Rick did swing the hatchet.  Right down on the head of the dead Syrian soldier.  He chopped and cut until he reached down and grabbed a fist full of hair.  Planting his boot on the corpse’s back, he yanked the scalp right off the skull.

Allah akbar!” the Chechen shouted.

Allah akbar!” the jihadists echoed.

Nadi found another Syrian soldier who was still breathing.  She fired a couple shots into his groin causing him to jump.  Then she put her AK on full auto and blasted off the top of his skull.

“You guys are dragging ass tonight,” Bill said as he came up behind Deckard and walked towards Nadi and Rick.  He had a scalp in each hand.  Looking over his shoulder, Deckard could see that Paul was also busy chopping away with a hatchet.  It was a senseless orgy of violence.

“Forgive me, my brother,” the Chechen said as he leaned towards Deckard.  “I had no idea that Americans could be such fierce fighters.”

That was about the worst thing that he possibly could have said to Deckard at that moment.  Just witnessing the war crimes was enough to make his skin crawl, being complimented on them was too much.

One by one the T-72 tanks roared the life as the Nusra fighters got them started.  They even had ground guides who helped them exit the razor wire switchbacks at the entrance to the outpost.  The tanks took off down the road as the Chechen turned on his walkie talkie and informed their base in Homs that four friendly tanks were coming their way.

Deckard reached into his pocket and palmed the satellite enabled cellphone that he had picked up in Mauritius.  He knew he was taking a risk every time he turned it on that some eyes or ears in the sky might pick him up.  Now was the time to take that risk.  He thumbed the power button while keeping the phone in his pocket.

“Now we head back to Homs,” the Chechen told him.  “You Americans have proven to be very tough fighters.  I am sorry my friend, I never should have doubted you.  But God willed it and now we have these tanks to help clear our way to Damascus!”

“No need to apologize,” Deckard said.  “I would have done the same.”

It was true, the outpost had been a confidence target.

“Once we get to our staging area in Homs we will prepare the vehicles and your weapons.  Let’s hurry.  We should get back into the city and under overhead cover before dawn.  We own the night, but not the skies.”

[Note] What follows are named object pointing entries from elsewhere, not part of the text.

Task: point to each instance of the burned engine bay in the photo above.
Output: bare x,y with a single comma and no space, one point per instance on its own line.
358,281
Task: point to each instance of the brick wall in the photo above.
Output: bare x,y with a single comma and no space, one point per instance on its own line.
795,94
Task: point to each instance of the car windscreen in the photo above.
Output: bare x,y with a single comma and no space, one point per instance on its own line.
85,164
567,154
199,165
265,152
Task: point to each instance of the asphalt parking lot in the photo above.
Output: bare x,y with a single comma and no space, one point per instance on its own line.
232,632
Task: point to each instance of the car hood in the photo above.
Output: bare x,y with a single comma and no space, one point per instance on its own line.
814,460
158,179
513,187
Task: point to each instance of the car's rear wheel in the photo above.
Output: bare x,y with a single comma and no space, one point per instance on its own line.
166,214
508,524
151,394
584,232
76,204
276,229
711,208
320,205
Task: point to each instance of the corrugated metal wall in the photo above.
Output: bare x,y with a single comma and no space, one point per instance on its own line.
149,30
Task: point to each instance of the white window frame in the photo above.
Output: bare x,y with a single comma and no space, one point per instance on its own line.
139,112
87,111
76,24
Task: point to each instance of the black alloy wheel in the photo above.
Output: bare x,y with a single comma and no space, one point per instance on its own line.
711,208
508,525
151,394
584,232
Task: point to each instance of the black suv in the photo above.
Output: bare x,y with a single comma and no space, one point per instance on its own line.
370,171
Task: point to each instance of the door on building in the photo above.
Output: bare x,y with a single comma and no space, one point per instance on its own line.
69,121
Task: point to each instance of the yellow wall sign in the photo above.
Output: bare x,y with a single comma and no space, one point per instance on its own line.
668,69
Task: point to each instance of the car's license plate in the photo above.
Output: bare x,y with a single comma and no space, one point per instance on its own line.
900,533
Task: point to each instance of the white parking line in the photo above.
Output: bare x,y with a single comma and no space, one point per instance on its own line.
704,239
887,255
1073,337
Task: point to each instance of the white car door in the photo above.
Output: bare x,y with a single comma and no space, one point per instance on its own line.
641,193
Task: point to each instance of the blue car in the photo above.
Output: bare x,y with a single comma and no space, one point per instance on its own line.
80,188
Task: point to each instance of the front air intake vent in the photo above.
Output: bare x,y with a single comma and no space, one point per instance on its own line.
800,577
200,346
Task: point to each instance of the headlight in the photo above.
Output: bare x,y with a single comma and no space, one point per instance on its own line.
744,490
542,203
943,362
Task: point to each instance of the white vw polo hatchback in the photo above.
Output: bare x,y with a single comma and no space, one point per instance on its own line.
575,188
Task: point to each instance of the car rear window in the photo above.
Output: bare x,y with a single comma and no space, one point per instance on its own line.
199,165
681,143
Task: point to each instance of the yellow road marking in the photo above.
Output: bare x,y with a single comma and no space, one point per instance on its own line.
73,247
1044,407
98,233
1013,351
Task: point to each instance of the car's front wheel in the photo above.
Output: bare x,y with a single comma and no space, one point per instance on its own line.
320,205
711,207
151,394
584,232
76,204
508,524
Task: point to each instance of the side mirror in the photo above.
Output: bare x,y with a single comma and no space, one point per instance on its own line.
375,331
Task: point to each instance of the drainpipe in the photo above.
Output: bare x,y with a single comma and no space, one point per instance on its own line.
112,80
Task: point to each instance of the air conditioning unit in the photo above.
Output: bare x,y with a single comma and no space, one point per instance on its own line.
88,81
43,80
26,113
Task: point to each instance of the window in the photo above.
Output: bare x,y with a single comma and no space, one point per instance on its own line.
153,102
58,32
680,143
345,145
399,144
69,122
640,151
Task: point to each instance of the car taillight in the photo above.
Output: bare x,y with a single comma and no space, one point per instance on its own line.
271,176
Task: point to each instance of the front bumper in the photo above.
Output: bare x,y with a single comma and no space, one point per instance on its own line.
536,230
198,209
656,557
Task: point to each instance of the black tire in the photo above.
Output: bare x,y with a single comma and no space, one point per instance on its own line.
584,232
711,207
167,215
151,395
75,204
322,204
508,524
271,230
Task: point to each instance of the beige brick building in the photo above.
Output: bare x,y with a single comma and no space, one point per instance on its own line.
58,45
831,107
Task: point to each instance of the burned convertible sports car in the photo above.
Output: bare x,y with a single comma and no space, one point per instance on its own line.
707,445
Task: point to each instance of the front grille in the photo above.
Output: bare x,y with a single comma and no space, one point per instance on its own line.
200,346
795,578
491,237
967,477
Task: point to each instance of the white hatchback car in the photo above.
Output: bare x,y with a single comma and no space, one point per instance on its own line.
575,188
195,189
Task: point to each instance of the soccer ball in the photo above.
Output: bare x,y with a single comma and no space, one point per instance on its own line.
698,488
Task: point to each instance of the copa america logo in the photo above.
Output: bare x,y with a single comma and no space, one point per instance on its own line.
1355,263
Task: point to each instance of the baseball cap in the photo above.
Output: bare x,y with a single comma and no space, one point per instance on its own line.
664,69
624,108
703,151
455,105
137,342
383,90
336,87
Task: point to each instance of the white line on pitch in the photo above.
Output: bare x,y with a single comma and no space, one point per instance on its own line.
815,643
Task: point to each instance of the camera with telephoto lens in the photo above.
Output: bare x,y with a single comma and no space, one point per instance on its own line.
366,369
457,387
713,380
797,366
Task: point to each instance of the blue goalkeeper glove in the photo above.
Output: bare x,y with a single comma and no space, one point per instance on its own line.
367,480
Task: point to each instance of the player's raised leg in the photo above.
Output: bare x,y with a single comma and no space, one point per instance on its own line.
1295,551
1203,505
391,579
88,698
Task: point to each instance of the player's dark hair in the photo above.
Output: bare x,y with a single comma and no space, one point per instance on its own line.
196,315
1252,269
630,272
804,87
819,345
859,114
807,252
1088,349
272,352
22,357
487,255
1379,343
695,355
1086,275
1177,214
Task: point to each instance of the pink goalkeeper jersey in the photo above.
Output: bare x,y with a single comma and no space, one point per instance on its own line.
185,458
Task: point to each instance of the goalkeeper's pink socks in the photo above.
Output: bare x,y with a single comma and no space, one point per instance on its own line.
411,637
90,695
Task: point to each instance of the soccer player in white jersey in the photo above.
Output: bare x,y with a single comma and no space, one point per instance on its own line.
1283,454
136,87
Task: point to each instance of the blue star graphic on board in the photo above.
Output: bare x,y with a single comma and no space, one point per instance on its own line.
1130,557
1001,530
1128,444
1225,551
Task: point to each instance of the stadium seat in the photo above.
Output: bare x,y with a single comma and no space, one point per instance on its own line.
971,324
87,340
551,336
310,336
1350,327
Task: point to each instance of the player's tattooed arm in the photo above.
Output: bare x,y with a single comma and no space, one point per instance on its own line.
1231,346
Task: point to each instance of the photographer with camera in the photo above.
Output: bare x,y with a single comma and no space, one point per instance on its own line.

The sounds of a Syrian fighter jet somewhere off in the distance seemed to confirm that fact, almost as if on queue.  Tracer fire crisscrossed the sky as someone tried to shoot it down.

“Let me tell my team and we can head back to the trucks.”

“Tomorrow is a big day, the night even more so,” the Chechen said, hardly able to contain his glee.

Deckard walked to the edge of the camp and pretended to take a piss.  Pulling out the cellphone he quickly typed out a message and texted Pat:

In country, heading to Homs w/ package.

A few seconds later he got a reply.

About an hour out from your loc.

Deckard sent one final message before signing off.

Stand by for grid to tgt.  Short timeline. Tmmrw night.

Turning off the phone, he strode off to find Bill and the other Liquid Sky members.

They were on a short time line, even shorter than Liquid Sky realized.